Listen: “Altar of Deceit”
1. At the Gates – At War with Reality (Century Media)
The best comeback of the year? Hard to believe it’s been almost two decades since they released Slaughter of the Soul — but the wait was totally worth it. At War with Reality is 2014’s most listenable album from start to finish, a Rorschach test of a record that seems to somehow adapt to any and every mood, an ultra-smooth shot of powerful whiskey drank for reasons celebratory or stressful. I’ve listened to this album so many fucking times that it’s almost embarrassing; like, basically, if you’ve seen me since October and I had earphones in and I wasn’t on the subway (see Triptykon’s Melana Chasmata, above), I was listening to this album. I’m sure I’ll finally grow tired of it at some point, but I have yet to hit that wall, and I suspect it’s still aways off.

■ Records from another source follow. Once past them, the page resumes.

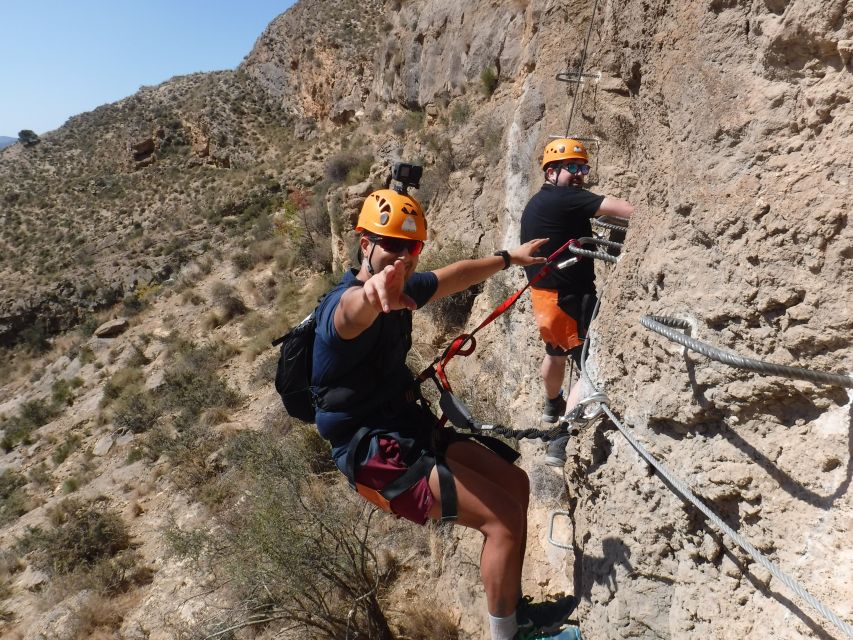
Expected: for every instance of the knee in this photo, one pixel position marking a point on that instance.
(521, 487)
(509, 525)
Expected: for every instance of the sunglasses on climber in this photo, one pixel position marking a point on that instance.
(398, 245)
(574, 168)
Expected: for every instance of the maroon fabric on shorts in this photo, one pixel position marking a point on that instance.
(386, 466)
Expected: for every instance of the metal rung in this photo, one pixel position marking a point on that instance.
(576, 76)
(554, 514)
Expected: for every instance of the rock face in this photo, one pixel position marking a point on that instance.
(727, 123)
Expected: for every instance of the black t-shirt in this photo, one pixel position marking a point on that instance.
(560, 214)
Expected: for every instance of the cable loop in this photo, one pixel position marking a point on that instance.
(667, 325)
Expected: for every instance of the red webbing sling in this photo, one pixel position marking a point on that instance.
(436, 369)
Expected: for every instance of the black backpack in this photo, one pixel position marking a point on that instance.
(293, 375)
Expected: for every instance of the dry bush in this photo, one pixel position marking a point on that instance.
(229, 303)
(82, 536)
(427, 620)
(296, 546)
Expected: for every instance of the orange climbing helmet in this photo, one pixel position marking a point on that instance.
(388, 213)
(564, 149)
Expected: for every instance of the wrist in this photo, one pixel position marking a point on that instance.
(503, 253)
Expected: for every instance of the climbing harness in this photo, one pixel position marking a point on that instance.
(666, 326)
(454, 410)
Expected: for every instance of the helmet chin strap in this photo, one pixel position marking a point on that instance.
(370, 261)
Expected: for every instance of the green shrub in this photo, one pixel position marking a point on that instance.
(83, 535)
(136, 411)
(62, 391)
(460, 113)
(13, 497)
(488, 81)
(305, 544)
(19, 429)
(121, 381)
(65, 449)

Quick side note: people seem to feel some need to compare War with Carcass’ also-amazing Surgical Steel, which makes sense superficially, but creates a competition which is wholly unnecessary: why can’t we just be delighted that BOTH bands came back so strong?
In conclusion: I will commit horrible, degrading sexual acts if At the Gates promise not to take another nineteen years before their next album.